Everyone loves the comfort of their own home. You can walk around with no pants on. You can eat an entire block of cheese with your bare hands. You can get stoned and watch “Coco” and cry so hard that you almost throw up. Also, you know where everything is: backup salsa? Under all the cans of beans in the pantry. Extra toilet paper? Precariously holding up the box full of random crap in the closet. Hand towels for the bathroom? Exactly where they should be…IN THE BATHROOM.
When you’re a college student or in that magical post-graduation period, there are a lot of unacceptable things that just kinda get accepted. A filthy kitchen full of dirty dishes, flies, and your own mother’s disgust (sorry, Mom). Red solo cups filling every inch of surface space, inside and out. A massive television accompanied by folding chairs (or possibly just empty floor to sit on). There is one thing, though, that I was never able to accept, no matter how collegiate the residence, no matter how single-and-ready-to-mingle the resident, no matter how big the TV! Not having a place to dry your hands in the bathroom.

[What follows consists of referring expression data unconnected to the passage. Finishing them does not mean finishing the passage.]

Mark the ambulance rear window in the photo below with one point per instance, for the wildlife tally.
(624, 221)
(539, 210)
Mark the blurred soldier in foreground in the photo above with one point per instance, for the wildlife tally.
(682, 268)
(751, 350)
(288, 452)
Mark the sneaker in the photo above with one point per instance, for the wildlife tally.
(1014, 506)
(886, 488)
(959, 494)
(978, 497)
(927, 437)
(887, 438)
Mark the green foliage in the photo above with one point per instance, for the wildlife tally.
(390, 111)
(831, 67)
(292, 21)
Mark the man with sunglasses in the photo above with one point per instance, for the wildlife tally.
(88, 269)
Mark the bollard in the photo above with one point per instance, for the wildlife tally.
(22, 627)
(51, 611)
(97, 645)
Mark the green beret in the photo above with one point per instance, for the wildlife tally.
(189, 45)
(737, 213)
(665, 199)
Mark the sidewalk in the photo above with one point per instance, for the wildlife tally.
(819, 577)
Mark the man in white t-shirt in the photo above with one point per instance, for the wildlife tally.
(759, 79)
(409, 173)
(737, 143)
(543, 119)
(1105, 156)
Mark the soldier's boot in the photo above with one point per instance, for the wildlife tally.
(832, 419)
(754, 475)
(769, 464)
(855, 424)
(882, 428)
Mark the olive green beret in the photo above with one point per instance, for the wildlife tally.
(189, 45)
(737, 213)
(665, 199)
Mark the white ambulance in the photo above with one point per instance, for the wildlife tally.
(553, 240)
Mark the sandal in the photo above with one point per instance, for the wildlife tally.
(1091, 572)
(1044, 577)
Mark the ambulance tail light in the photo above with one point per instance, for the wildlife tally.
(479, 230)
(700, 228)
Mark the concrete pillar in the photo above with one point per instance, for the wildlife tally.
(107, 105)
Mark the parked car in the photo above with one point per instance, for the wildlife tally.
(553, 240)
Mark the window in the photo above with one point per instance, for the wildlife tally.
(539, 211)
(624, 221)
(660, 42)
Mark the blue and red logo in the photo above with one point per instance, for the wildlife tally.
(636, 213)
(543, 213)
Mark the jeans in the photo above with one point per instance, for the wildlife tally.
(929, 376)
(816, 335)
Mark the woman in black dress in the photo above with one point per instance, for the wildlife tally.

I don’t know what it is about this particular issue that makes my blood boil at such a high temperature but there is just something about using a bathroom outside of your own living space, doing your business, washing your hands, and then realizing there’s not a single god damn piece of fabric or paper in the room with which to dry your hands. In that moment, when I’m standing there, hands soaking wet, shaking with rage, I can only form a single thought: I fucking hate it here and I must leave immediately.
Do I wipe my hands on the bathmat and immediately soil them again? Do I pull the shower curtain off the rings as an aggressive, but fair, act of retribution? Do I wipe my hands on my jeans like some sort of animal? Or do I shake my hands as I walk away like a suburban dad leaving the Olive Garden?
Regardless of what I do in this horrifying, traumatic situation, just know that you have created and maintained a hostile environment and as The Dude/George Bush once said, “This aggression will not stand, man.”
Now, you may be thinking: Dang, Will must hate public bathrooms with those air dryers for your hands that don’t really dry your hands but do create a gross puddle on the floor. And you would be at least partially right! I don’t love those dryers but I do love the planet Earth… and at least they’re trying! They have a machine dedicated to attempting to dry your hands. I feel the same way when the paper towel dispenser is out of paper: yes, I am mad, yes, my hands are still wet but I’m guessing that at least some of the time there is a way to dry my hands here without soaking my jeans!
So, please, if you have a bathroom (which I’m guessing at least some of you do) please make sure there’s a towel or a Dyyson Air-Blade, or at least a fairly absorbent cat in there.
What do you do when you realize you’ve washed your hands in a bathroom with nowhere to dry them? Unleash a wrath that would make the Old Testament God blush?
You lost me at the “ no pants “ opening
I'm one of thse hand-shaking guys. And if I'm feeling particularly frisky, I might even do jazz hands.